Given that hepatitis C treatment has been simplified, many types of providers can effectively manage HCV-infected patients, including internal medicine and family practice physicians, nurse practitioners, physician assistants, and pharmacists. Specialists (e.g., infectious-disease physicians, gastroenterologists, pediatricians, and hepatologists) may be more appropriate when managing children with hepatitis C and patients who have certain HCV-related sequelae or advanced disease, including those requiring a liver transplant.

Is routine HCV genotyping required when managing a person with hepatitis C?

Not usually. With the advent of hepatitis C therapies that are effective against many genotypes, genotyping is no longer required prior to treatment initiation. However, pre-treatment genotyping continues to be recommended for patients with evidence of cirrhosis and/or past unsuccessful hepatitis C treatment, because this knowledge can help tailor treatment regimens and improve patient outcomes.

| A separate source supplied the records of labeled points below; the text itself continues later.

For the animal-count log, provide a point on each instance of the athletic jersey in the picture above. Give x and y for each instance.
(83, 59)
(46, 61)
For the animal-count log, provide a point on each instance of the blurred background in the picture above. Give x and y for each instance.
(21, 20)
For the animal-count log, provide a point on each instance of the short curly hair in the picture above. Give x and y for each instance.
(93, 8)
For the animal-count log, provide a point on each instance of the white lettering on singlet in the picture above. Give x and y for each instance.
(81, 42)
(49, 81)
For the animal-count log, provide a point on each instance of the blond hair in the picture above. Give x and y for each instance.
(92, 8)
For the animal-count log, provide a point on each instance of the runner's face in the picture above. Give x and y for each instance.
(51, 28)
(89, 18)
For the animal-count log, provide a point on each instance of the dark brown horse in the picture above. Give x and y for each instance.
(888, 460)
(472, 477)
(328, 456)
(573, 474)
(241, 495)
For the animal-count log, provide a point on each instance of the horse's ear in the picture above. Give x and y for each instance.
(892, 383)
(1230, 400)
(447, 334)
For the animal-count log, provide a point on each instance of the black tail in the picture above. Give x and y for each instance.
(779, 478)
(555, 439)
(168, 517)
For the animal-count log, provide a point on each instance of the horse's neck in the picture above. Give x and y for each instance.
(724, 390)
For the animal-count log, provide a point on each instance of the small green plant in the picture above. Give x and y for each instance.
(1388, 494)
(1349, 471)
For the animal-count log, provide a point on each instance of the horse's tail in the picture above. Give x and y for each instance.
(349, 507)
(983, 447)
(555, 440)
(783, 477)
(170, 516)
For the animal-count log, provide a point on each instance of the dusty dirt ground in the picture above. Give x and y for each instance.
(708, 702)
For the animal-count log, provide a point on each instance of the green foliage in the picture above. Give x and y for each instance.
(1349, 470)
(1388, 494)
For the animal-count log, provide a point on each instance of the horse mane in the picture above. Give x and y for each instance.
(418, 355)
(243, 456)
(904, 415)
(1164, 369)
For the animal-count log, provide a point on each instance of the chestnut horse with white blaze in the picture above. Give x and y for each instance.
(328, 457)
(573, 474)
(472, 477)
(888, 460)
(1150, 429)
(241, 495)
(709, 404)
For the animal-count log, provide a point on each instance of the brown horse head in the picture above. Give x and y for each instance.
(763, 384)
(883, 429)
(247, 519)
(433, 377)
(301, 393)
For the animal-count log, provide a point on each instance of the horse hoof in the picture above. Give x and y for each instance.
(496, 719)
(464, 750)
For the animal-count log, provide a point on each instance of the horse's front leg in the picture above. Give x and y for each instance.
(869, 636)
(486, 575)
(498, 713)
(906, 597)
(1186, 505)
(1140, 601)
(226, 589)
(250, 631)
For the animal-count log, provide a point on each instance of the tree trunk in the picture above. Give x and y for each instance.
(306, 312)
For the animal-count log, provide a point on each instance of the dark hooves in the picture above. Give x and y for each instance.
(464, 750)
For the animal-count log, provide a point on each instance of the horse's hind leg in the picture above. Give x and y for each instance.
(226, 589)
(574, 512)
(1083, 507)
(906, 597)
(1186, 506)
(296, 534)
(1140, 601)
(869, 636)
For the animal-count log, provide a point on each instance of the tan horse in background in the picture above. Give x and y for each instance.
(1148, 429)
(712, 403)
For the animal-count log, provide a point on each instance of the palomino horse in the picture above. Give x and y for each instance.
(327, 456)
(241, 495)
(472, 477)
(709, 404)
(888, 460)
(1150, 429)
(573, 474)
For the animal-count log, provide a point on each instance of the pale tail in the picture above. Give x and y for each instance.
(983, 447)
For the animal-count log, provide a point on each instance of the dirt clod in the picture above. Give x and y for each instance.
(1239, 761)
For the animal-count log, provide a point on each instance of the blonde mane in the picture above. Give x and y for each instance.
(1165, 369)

Should people with hepatitis C be restricted from working in certain occupations or settings?

No one should be excluded from work, school, play, child-care, or other settings on the basis of their infection status. There is no evidence that hepatitis C can be transmitted from food handlers, teachers, or other service providers in the absence of blood-to-blood contact.

Should patients with acute hepatitis C receive treatment?

With the exception of pregnant women and children under 3 years of age, people with acute hepatitis C (i.e., those with measurable HCV RNA) should be treated for their infection. There is no need to wait for potential spontaneous viral resolution.

What is the treatment for chronic hepatitis C?

Over 90% of people infected with hepatitis C virus (HCV) can be cured of their infection, regardless of HCV genotype, with 8–12 weeks of oral therapy.

Are patients undergoing treatment for hepatitis C at risk for reactivation of an existing hepatitis B virus (HBV) infection? How are these patients managed?

Yes. HBV reactivation has recently been reported in co-infected patients receiving direct acting antiviral (DAA) therapy for hepatitis C virus (HCV) infection. Therefore, all patients initiating HCV DAA therapy should be tested for HBV with HBsAg, anti-HBs, and anti-HBc. People testing positive for HBsAg and/or anti-HBc should be monitored while receiving HCV treatment.